Evidence for two distinct adenylate cyclase catalysts in rat brain.

The Lubrol-soluble adenylate cyclase activity of brain synaptosomal membranes appeared, upon gel filtration or sucrose gradient centrifugation, as two overlapping peaks. Fractions corresponding to the peak of the largest Stokes radius (Biogel pool 1) or highest s value (gradient pool 1) contained an adenylate cyclase activity which could be detected whatever the enzyme assay conditions. In contrast, in fractions from the second peak (Biogel pool 2 or gradient pool 2), forskolin was needed to reveal adenylate cyclase activity. The enzyme activity of each Biogel pool was retained by forskolin-agarose and eluted by forskolin with a 34-83% yield. A polypeptide of 155 kDa made up 80% of the forskolin-agarose eluate 1, whereas it was almost absent from eluate 2. Since data from various groups point to the 155 kDa polypeptide as a brain adenylate cyclase catalyst, still another distinct catalyst of lower molecular mass is likely to be present in brain.

Identification of the catalytic subunit of brain adenylate cyclase: a calmodulin binding protein of 135 kDa.
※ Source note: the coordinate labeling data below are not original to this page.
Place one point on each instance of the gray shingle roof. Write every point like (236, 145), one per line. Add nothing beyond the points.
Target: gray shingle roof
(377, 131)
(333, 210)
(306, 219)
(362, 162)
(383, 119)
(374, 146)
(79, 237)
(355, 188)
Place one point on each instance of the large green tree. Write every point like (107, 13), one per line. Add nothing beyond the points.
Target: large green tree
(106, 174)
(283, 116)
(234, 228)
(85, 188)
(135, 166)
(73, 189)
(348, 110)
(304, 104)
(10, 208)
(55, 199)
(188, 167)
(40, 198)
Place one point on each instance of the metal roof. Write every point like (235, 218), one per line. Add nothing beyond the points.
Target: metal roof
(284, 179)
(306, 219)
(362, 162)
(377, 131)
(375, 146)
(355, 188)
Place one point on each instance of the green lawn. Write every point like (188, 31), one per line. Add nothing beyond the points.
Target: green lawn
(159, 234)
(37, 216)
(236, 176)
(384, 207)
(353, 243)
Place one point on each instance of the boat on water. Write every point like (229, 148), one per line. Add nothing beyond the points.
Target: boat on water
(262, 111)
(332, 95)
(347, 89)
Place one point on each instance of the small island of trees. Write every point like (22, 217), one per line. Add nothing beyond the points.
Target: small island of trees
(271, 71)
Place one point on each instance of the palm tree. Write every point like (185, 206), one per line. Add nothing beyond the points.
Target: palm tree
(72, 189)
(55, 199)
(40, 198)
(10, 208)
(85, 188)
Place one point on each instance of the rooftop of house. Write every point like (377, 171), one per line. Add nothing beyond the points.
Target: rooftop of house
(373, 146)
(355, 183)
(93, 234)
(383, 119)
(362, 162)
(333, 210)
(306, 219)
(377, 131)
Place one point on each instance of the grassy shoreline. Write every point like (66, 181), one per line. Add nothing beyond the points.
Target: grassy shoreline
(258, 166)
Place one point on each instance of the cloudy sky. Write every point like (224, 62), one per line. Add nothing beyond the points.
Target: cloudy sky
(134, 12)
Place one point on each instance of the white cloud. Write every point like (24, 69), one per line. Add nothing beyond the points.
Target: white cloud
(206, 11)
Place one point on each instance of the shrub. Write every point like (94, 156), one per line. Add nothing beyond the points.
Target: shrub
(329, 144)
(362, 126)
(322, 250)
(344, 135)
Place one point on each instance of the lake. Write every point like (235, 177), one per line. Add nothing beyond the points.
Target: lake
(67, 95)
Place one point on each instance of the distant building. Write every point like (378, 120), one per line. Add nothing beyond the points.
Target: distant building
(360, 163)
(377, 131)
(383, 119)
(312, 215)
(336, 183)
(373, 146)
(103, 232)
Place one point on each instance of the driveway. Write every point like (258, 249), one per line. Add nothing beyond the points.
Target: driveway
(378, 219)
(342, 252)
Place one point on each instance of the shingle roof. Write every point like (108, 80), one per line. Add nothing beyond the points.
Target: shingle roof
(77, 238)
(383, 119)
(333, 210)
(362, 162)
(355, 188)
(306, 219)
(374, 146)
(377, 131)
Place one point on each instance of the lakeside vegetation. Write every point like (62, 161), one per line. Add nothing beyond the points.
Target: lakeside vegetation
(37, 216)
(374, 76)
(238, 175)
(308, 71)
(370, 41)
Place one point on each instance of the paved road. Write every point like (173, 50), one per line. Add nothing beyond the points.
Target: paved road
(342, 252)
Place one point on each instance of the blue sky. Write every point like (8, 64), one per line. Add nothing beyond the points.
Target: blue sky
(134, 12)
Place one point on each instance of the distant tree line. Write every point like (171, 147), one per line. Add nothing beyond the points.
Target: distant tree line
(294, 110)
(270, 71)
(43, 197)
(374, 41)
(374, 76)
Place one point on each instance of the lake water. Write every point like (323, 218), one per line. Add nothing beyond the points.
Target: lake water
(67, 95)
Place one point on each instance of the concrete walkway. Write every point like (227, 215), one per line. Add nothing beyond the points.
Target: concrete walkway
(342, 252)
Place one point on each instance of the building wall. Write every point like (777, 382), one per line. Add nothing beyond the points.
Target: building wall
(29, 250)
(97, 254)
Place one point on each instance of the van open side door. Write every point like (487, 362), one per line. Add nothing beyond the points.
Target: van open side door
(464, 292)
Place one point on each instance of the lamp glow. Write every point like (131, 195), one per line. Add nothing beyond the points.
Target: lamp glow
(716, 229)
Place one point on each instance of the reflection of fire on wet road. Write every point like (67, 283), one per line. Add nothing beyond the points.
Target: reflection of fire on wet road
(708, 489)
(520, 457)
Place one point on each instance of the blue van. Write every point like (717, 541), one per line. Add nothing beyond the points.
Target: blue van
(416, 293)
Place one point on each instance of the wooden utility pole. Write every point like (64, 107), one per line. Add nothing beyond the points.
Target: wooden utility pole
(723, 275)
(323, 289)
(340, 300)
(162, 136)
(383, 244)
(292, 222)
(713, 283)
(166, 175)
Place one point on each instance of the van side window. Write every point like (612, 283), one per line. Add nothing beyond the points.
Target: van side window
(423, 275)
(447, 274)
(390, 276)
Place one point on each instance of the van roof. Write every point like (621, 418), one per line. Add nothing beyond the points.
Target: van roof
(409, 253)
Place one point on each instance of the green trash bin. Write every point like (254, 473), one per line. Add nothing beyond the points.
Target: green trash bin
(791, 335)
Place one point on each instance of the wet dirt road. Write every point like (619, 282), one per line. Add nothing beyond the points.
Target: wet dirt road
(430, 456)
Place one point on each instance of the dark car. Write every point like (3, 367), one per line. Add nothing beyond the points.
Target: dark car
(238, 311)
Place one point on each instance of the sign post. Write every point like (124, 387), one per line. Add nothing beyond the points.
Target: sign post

The partial purification of the eukaryote adenylate cyclase [ATP pyrophosphate-lyase (cyclizing), EC 4.6.1.1] catalytic subunit has been achieved by a procedure based on the calmodulin (CaM) sensitivity of the enzyme. Small amounts of rat brain synaptosomal membranes depleted of CaM were solubilized with Lubrol and subjected to a three-step chromatographic procedure involving gel filtration, a CaM-Sepharose affinity step, and fast protein liquid chromatography. About 20% of the adenylate cyclase activity contained in the membranes was recovered in the final enriched fraction with a specific activity of 200 nmol X mg-1 X min-1. The alpha subunits of the adenylate cyclase stimulatory proteins NS were absent from this final fraction. The addition of CaM, of forskolin, or of preactivated NS-containing fractions to this preparation greatly increased the enzyme activity. A CaM-binding polypeptide of 135,000 Da copurified with the adenylate cyclase activity in each of the three steps. Polyacrylamide gel electrophoresis of the final fraction showed that this polypeptide represented 35% of the total protein. We propose that this polypeptide is likely to be the adenylate cyclase catalytic subunit. This enzyme would represent close to 0.5% of the synaptosomal membrane proteins. Its low turnover number would be due to the absence of the alpha subunits of the NS regulatory proteins and would correspond to the enzymic basal level.